Hey Pink Fairy, I’m stage managing a college production of The Boys in The Band but the actor playing the closeted guy came with early symptoms of the Bubble Boy Virus…
How am I supposed to keep him in line and keep the others from getting infected until after closing night?
Author’s Note: It’s a common misconception, but no, the Pink Fairy doesn’t necessarily exist in the same setting as the Bubble Boy Virus. Still, this one’s a fun one to write, so I’ll let it slip (I won’t be mentioning the Pink Fairy, though).
You say that he’s already symptomatic? Well, you have my sympathies, man, but the fact of the matter is, there’s really nothing that you can do. I would be surprised if, at this stage, he can even remember all of his lines still. But soon enough he won’t be able to. And then what would you do? Of course, there’s always the option of pulling out the understudy… Only, he’s probably started exhibiting symptoms of his own, correct?
Yeah… See, certain types are a lot more susceptible to the Bubble Boy Virus. The intellectual ones most of all. And while none of these actors might be the next Newton, nor even are any of them particularly good at advanced mathematics, fact of the matter is, they’re pretty intelligent in their own way. You might only have one cast member that’s currently symptomatic, but trust me, once this thing hits a theatre troupe, there’s practically no stopping it.
So, you have two choices: isolate your main actor, check if the understudy is doing okay, and let the show go on, or pivot on your marketing while you still can. Sure, it won’t be the highbrow audience you were looking for, but I’m pretty sure there are still going to be a lot of men out there who would pay a pretty penny to watch a couple of bubble boys slutting it up on stage. Everyone loves a good orgy, and if you charge extra for every load they want to deposit in one of the boys, I’m sure that you’ll make a particularly good killing.
Oh. Here they come. Break’s over, I suppose. I hear a lot of giggling, which probably isn’t a good sign for you. Looks like the lead and a couple of the main cast have come down with the virus already. God. Look at him. He already looks so empty-headed. Do you think he realizes that he doesn’t have any underwear on? Well, to be fair, that’s probably the point.

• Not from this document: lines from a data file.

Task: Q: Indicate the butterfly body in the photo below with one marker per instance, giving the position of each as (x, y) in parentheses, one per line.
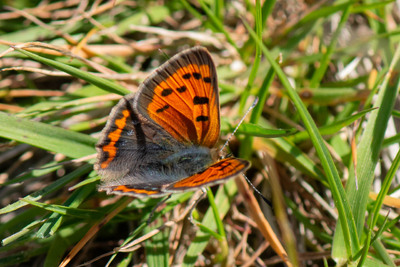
(161, 139)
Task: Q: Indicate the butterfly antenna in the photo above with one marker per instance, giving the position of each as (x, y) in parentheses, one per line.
(240, 122)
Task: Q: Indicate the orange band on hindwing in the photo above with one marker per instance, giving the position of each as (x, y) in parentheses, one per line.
(114, 136)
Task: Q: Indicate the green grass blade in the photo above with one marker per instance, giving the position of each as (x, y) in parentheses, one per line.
(55, 139)
(339, 195)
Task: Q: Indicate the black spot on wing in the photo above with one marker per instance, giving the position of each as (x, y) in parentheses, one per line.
(162, 109)
(197, 100)
(166, 92)
(202, 118)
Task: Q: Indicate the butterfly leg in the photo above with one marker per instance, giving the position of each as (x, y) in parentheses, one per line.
(156, 207)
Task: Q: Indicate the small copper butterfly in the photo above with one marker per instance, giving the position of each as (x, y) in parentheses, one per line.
(161, 139)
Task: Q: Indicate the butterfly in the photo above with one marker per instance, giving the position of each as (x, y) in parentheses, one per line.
(162, 139)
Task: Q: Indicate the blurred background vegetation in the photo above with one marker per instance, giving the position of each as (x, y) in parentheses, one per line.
(323, 139)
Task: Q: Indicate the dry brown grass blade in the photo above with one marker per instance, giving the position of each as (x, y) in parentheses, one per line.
(258, 216)
(92, 231)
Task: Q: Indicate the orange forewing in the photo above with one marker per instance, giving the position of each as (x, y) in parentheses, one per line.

Like I said, you have a couple of choices here. But judging from the way that your cock is tenting out your pants, I’m pretty sure I already know which one you’re going to pick. I mean… Your actors are already getting started with the new piece, after all. Looks like your leading man is enjoying getting his hole rimmed by his rival.
Oh… And between you and me, I’ve noticed that you’ve been taking notes this whole time. I don’t think you’ve noticed how many typos you’ve made. Silly little slut. Didn’t even realize that the virus had already activated in yourself. Don’t worry. Let me take over the play. You’ll be in good hands.
Why don’t you join your other actors on stage. It’s not going to be long before you’re as mindless and horny as the rest of them. Might as well get started now. It’s only going to get easier and feel better the more you accept that you’re going to be nothing but an empty-headed cock-hungry whore in no time.